Le sujet de Welcome to New York appelle à la polémique et les producteurs estiment, sans doute à raison d’ailleurs, qu’un grand nombre de spectateurs voudra le voir par curiosité. Si le film sortait en salles quelque temps après Cannes, comme c’est souvent le cas, le piratage serait sûrement très important. Les deux producteurs précisent par ailleurs qu’ils pensent toucher beaucoup plus de monde en passant par internet. Dans les salles, le long-métrage serait diffusé sur 200 à 250 salles "seulement", alors qu’il y a 20 millions de clients potentiels chaque jour sur internet.

Au-delà de ces raisons pratiques, Vincent Maraval entend faire de ce film le porte-étendard de sa lutte contre le financement du cinéma en France. En décembre 2012, il avait suscité une polémique en critiquant les salaires des acteurs français et plus largement ce système où les productions ne sont pas financées grâce aux entrées dans les salles, mais par les apports des chaînes de télévision et de l’État. En conséquence, Welcome to New York n’a pas été financé du tout en France, mais exclusivement aux États-Unis. Sans cela, le film aurait été contraint de sortir en salles, même si ce n’était que dans une salle pour une séance par jour (on parle alors de sortie technique).

Tournage du film à New York : Gérard Depardieu interprète Dominique Strauss-Khan, Jacqueline Bisset joue le rôle d’Anne Sinclair.

Le financement est un point, mais la motivation essentielle pour court-circuiter les salles de cinéma est la fameuse "chronologie des médias" française. La sortie d’un film est très encadrée et il faut respecter un grand nombre de règles, tant sur le plan du calendrier que sur des aspects techniques. Ainsi, on ne peut pas faire de publicité à la télévision pour une œuvre qui vient de sortir au cinéma, ce qui explique que l’on n’en voit que pour les sorties à la vente, six mois après.

Welcome to New York devrait bénéficier d’une large campagne publicitaire, mais le vrai problème au fond, c’est que le film ne peut pas sortir au cinéma et sur internet en même temps. Il a fallu choisir et les producteurs ont choisi la VOD : pour 7 € environ, on devrait pouvoir le regarder via l’iTunes Store, mais aussi sur les plateformes de Free, d’Orange et d’autres encore. Ajoutons que le film d’Abel Ferrara devrait sortir pendant le Festival de Cannes, dans un petit mois donc.

Il sera intéressant de suivre cette sortie pas comme les autres, notamment pour savoir si on peut rentabiliser une production cinématographique sans respecter la méthode traditionnelle.

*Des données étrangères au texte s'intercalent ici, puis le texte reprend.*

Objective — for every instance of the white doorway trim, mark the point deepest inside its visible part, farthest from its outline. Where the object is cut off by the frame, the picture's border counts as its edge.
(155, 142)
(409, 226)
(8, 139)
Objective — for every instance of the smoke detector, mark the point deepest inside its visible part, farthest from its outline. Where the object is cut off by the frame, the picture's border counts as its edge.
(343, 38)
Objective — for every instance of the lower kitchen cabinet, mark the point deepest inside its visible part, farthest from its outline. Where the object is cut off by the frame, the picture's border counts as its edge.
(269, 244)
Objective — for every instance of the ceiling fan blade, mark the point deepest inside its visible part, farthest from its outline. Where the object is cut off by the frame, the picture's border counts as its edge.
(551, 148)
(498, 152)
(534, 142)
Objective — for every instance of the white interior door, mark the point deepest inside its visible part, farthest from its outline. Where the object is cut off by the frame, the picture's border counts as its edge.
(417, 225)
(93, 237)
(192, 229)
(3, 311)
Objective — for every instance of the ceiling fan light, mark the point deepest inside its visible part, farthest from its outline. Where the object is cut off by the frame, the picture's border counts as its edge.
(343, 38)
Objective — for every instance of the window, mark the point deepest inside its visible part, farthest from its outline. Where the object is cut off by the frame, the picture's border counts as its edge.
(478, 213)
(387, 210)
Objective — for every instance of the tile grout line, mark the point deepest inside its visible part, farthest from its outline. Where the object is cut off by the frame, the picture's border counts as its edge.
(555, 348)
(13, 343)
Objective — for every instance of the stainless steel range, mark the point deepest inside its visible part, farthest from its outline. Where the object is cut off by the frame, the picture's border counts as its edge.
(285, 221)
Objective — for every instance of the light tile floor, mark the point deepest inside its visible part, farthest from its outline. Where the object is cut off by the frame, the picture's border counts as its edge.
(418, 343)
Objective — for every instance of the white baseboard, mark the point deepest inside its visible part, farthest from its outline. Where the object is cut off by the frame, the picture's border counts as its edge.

On note au passage qu’à un mois de la sortie, on ne sait rien, ou presque, sur le long-métrage : il n’y a qu’un synopsis, une affiche et une photo, mais pas de bande-annonce et très peu d’informations. Une stratégie de discrétion qui pourrait faire son effet sur internet.

Abel Ferrara

Au-delà de l’aspect financier, Welcome to New York devrait ajouter de l’eau au moulin de tous ceux qui veulent ajouter de la souplesse au cinéma français. Comme le rappelle Brahim Chioua en fin d’interview, l’idée n’est pas que tous les films sortent dans les salles et sur internet en même temps, mais plutôt que ce soit possible. Rappelons que cette chronologie des médias contraignante est le principal blocage à l’arrivée d’une offre comme Netflix en France.